Nicolai Tangen is no stranger to mass amounts of wealth—he oversees around $2 trillion in assets as CEO of Norges Bank Investment Management, which manages the world’s largest sovereign wealth fund. But even Tangen is unsure about the sheer scale of the ongoing A.I. stock rally. “It means that there is a risk in the stock market which we have never seen before,” he said during an episode of the Financial Times’ Unhedged podcast last week.
Norway’s wealth fund, initially established to invest the nation’s oil revenue, owns nearly 1.5 percent of all shares in the world’s publicly traded companies and is allowed to spend up to 3 percent of its holdings annually. Many of these investments are in the tech sector, with the fund holding around a 1 percent stake in Alphabet (GOOGL), Meta (META), Microsoft (MSFT), Amazon (AMZN) and Apple (AAPL). The fund’s investments in these companies, combined with its stakes in Nvidia (NVDA) and Tesla (TSLA), total at around $174 billion.
While Tangen’s fund might be a major investor in companies at the forefront of A.I., that doesn’t mean he isn’t concerned about them. Warning that “we are heading for a period of low returns,” the former hedge fund manager who founded the London-based AKO Capital pointed to the dominance of A.I.-focused companies in the market as cause for concern. “The leadership in the market is very narrow, always focusing on companies with some kind of A.I. connection,” he told Unhedged, noting that the ten largest companies in the U.S. now account for roughly 20 percent of the U.S. S&P 500 Index in terms of market value.

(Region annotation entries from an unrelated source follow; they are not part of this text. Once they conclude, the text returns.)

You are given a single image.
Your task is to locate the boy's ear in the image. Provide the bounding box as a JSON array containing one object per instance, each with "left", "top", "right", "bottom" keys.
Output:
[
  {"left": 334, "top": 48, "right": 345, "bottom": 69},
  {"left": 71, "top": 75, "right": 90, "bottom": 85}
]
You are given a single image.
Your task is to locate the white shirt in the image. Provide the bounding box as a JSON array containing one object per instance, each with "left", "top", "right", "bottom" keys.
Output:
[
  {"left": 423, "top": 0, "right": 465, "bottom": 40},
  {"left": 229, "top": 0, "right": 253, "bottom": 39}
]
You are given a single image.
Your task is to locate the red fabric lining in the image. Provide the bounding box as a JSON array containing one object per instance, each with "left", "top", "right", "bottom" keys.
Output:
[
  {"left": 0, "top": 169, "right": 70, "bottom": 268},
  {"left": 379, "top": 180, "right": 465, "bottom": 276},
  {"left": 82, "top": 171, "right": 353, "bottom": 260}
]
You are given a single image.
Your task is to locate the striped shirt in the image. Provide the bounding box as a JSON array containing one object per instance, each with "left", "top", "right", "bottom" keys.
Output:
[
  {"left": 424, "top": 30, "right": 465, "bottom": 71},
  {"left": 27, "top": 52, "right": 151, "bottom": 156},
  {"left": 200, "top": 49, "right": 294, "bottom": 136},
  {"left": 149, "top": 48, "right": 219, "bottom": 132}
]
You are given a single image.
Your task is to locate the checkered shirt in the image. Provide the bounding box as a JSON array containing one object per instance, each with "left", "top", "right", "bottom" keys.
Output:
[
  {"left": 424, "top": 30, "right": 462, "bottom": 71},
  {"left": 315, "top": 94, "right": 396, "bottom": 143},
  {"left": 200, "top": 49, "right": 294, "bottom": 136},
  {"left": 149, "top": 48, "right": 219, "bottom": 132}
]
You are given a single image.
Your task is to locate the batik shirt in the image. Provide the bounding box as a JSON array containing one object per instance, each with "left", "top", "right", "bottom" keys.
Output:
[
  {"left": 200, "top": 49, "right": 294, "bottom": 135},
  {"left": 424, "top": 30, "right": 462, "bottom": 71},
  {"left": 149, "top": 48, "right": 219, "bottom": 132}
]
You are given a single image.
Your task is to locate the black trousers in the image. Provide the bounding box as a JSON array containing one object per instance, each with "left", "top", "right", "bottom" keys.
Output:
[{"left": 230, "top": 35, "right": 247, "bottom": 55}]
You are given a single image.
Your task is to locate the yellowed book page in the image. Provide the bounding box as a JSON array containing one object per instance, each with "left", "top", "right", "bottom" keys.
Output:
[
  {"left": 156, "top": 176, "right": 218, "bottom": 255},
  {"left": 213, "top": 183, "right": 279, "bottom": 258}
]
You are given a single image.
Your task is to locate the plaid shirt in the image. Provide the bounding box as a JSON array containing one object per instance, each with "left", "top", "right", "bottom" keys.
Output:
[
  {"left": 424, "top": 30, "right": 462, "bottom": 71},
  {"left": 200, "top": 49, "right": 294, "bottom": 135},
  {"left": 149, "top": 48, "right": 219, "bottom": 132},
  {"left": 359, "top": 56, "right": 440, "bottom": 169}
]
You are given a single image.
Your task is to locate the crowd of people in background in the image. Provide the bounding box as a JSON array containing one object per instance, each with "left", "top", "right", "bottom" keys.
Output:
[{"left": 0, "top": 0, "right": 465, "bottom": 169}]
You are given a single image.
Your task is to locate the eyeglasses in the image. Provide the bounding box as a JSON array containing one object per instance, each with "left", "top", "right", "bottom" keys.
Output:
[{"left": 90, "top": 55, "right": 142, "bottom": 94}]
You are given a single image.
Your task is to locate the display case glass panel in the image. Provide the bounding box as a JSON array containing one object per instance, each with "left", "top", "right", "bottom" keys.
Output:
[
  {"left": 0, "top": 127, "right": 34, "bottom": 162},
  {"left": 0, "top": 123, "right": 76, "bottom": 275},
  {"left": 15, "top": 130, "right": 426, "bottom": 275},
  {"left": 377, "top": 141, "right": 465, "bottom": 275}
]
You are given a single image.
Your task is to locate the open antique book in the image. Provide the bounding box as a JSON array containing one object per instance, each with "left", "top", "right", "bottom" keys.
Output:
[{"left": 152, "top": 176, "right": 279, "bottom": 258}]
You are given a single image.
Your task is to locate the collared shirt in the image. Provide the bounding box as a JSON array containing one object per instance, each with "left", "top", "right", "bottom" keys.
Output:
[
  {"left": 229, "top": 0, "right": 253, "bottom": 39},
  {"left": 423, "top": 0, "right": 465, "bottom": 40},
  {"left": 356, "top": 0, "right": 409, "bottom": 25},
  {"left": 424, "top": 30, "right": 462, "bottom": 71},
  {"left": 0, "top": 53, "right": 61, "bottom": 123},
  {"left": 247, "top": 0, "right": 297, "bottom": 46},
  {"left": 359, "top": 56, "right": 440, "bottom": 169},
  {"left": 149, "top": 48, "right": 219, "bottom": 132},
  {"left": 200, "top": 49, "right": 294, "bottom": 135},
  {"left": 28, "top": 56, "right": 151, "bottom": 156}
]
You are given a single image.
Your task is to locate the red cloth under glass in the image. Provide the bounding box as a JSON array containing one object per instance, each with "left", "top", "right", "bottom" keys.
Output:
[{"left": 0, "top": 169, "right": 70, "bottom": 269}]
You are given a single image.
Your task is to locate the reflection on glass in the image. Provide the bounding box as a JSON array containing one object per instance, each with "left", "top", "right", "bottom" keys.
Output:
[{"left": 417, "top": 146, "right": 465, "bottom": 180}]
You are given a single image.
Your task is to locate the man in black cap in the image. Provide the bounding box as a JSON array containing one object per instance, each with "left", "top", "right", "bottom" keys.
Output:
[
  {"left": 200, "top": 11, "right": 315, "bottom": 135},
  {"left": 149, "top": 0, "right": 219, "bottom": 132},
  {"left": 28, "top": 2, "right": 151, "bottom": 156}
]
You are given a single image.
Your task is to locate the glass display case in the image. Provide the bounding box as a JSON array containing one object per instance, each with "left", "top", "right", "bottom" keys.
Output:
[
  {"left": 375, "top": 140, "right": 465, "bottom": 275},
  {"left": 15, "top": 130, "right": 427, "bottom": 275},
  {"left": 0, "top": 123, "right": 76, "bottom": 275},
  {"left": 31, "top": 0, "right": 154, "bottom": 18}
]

An A.I. revolution ushered in by the 2022 unveiling of OpenAI’s ChatGPT chatbot has been an unprecedented boon for Big Tech. Demand for the new technology propelled the likes of Nvidia and Microsoft above $3 trillion market caps and pushed other tech companies to the top of the stock market, leading some to fret that an A.I. crash could have devastating financial impacts.
This concentration “is absolutely worrying,” said Tangen, who noted the interconnectedness between the A.I. leaders at the top as another alarming development. The Dutch company ASML makes machines to produce computer chips, used by the likes of Nvidia, which subsequently sells its A.I. accelerators to the likes of Amazon, Meta and Microsoft, he said. “There are very few companies tied into them, and they are getting bigger and bigger and more and more important,” he said.
The majority of these companies notably stem from America. Europe’s lack of major tech companies, meanwhile, is a factor Tangen doesn’t believe will change anytime soon. “In America, you have lots of A.I. and little regulation, and in Europe you have little A.I. and lots of regulation.” The European Union’s A.I. Act, for example, has emerged as one of the broadest efforts to regulate the technology.
Going forward, Tangen is particularly concerned about the vulnerability of A.I. when it comes to geopolitical risks. “The main thing to watch is the relationship between the U.S. and China,” said the wealth manager, noting the potential implications a disturbance in this relationship could have on America’s reliance on Taiwan and its chip supply chains. Such chips play an outsized role in everyday life, from “phones, toasters, cars, dishwashers. Just everything,” he said.